The other gender gap


Jason Collins


March 10, 2015

The Economist discusses a new OECD report on a growing gender gap in schools:

It is a problem that would have been unimaginable a few decades ago. Until the 1960s boys spent longer and went further in school than girls, and were more likely to graduate from university. Now, across the rich world and in a growing number of poor countries, the balance has tilted the other way. …

The reversal is laid out in a report published on March 5th by the OECD, a Paris-based rich-country think-tank. Boys’ dominance just about endures in maths: at age 15 they are, on average, the equivalent of three months’ schooling ahead of girls. In science the results are fairly even. But in reading, where girls have been ahead for some time, a gulf has appeared. In all 64 countries and economies in the study, girls outperform boys. The average gap is equivalent to an extra year of schooling.

The gap is particularly stark at the bottom, with teenage boys “50% more likely than girls to fail to achieve basic proficiency in any of maths, reading and science.” While Larry Summers got crucified for referring to male-female differences in variation in different human traits, the higher rates of low proficiency among boys reflects the often ignored consequence of Summers’s statement - more males at the bottom.

The article notes other explanations for the gap such as time doing homework, attitude to school and reading at home, but one of the more interesting explanations might be discrimination:

Perhaps because they can be so insufferable, teenage boys are often marked down. The OECD found that boys did much better in its anonymised tests than in teacher assessments. The gap with girls in reading was a third smaller, and the gap in maths—where boys were already ahead—opened up further. In another finding that suggests a lack of even-handedness among teachers, boys are more likely than girls to be forced to repeat a year, even when they are of equal ability.

There are likely ways to improve test outcomes for some of the lowest performing students. Anonymised tests could be one.

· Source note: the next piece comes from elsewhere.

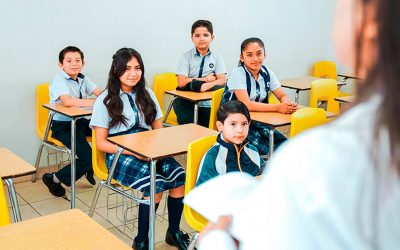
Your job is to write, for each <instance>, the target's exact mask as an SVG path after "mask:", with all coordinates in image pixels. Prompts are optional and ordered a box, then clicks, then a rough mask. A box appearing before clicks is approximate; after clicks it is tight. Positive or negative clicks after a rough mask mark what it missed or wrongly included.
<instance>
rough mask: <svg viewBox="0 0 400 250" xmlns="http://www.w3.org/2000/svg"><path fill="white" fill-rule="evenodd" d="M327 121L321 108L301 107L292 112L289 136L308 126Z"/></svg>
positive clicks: (316, 125) (322, 109)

But will the net result of interventions to increase male or female school performance open or close the gap? Making the environment the same for everyone will exacerbate innate differences. Different teaching environments for boys and girls may maximise performance, but again, it’s not clear what size the gap would be under that arrangement (Or teaching could be adjusted based on traits such as IQ and big five personality traits - females tend to score higher on agreeableness and conscientiousness - removing direct discrimination, but effectively treating boys and girls differently on average)

The advantage of females over males continues through to tertiary education:

In the OECD women now make up 56% of students enrolled, up from 46% in 1985. By 2025 that may rise to 58%.

Even in the handful of OECD countries where women are in the minority on campus, their numbers are creeping up. Meanwhile several, including America, Britain and parts of Scandinavia, have 50% more women than men on campus. …

According to the OECD, the return on investment in a degree is higher for women than for men in many countries, though not all.

So why does the income gap persist in the workforce? The Economist article closes with research by Claudia Goldin:

In a recent paper in the American Economic Review Ms Goldin found that the difference between the hourly earnings of highly qualified men and their female peers grows hugely in the first 10-15 years of working life, largely because of a big premium in some highly paid jobs on putting in long days and being constantly on call. On the whole men find it easier than women to work in this way.

It is not easy to develop a policy response to this, nor for a business to try to close the gap without trade-offs. One possibility is gender quotas, although this may largely operate to the advantage of women who do not take time off for family reasons.

Another option is to require men to take paternity leave when they have children. But this penalises both men and women who have children. I am all for people bearing the costs of their children, but a policy to exacerbate those costs in the workplace seems misplaced.

Another question around this option is why time out of the workplace relating to children is specifically targeted. What of those who want to travel, study or volunteer for charity, each of which surely come with costs?

A less prescriptive response is reflected in the closing part of Goldin’s paper, where she writes:

The last chapter must be concerned with how worker time is allocated, used and remunerated and it must involve a reduction in the dependence of remuneration on particular segments of time. It must involve greater independence and autonomy for certain types of workers and the ability of workers to substitute seamlessly for each other. Flexibility at work has become a prized benefit but flexibility is of less value if it comes at a high price in terms of earnings. The various types of temporal flexibility require changes in the structure of work so that their cost is reduced.

Goldin mentions that some jobs necessarily involve long hours and availability at all times. These professions will be resistant to a closing of the gap. However, for jobs that do not require long hours, how easy it is to replace time-based measures? Outputs in many of those jobs are credence goods (think of a lot of output from consulting or even law). Hours worked may be the only tangible measure the employers and clients have.